The Bride Stripped Bare
by

Anonymous

6 out of 10

 

 

coverA strange mix of eroticism and intimacy as the author (allegedly the Aussie, Nikki Gemmel) explores in the style of a diary or journal, the inner soul of a young woman experiencing love, lust and childbirth in her early married years.

The book is not an simple read but rather a long series of one or two page vignettes with chapter headings seemingly giving the sort of advise a mother might give a daughter which are in turn challenged by the chapter's prose. Sometimes it was a source of unnecessary frustration trying to relate the heading to an individual chapter's content.

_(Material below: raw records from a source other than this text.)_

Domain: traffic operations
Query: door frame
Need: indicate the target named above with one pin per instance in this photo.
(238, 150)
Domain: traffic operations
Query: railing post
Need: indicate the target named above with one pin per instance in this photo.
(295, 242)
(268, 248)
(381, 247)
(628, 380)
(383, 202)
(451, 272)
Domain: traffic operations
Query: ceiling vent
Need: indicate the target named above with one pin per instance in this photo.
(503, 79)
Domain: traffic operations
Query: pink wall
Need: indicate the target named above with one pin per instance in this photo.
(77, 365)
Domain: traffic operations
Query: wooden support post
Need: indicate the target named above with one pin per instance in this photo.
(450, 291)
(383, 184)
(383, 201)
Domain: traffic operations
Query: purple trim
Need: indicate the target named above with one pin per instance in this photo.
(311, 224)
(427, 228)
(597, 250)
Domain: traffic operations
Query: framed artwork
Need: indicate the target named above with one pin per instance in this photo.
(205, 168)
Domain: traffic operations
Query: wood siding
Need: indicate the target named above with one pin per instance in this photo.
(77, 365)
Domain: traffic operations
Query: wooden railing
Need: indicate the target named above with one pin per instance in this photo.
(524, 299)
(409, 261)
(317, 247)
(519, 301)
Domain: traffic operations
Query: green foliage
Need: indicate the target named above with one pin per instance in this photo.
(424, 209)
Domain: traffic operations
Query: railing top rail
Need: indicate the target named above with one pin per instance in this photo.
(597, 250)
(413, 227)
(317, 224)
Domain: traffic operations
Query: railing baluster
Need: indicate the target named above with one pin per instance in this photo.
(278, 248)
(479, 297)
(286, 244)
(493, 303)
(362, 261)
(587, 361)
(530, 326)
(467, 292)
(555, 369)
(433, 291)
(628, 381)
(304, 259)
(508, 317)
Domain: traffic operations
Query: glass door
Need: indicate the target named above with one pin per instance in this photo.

While the book would undoubtedly give some readers a little titillation, as it is a frank exploration of many aspects of arousal and passion, it is not a 'hard-core' sex on every page book of eroticism. Male readers may well be bemused and wondering what it is all about. 

The writing is in the first person and starts with a young lady on her honeymoon in Marrakech. There is the initial relationship with Cole her new husband and then a new lover, Gabriel, who seems just to appear on the scene.

The 138 lessons in life became somewhat less interesting as one starts to search for some depth or thread of a story, which frankly was lacking. This is a book which might for some women allow them the private reflection of past emotional experiences in love and lust as well as the intensity of pain and turmoil in pregnancy. For them it may well be a must read. However, for most readers of fiction I doubt they will read it all but skim and be somewhat disappointed.

The prose is in places well constructed and emotive as in the 'slow creep of the cold'  when walking into a pool for the first time but at times it gets a bit lost - 'the first scrum of morning birds sounds like fat spitting and crackling in a kitchen'. Can't say I have ever heard those birds but it maybe an Australian thing (though it is set in Marrakech).

That said there are reviewers who have gushed praise on this book, though they would seem to be mostly women. Of course, it is a best seller in England and Australia so it must be striking a cord in many. I would recommend a read of more than a few pages before buying it. You may be disappointed.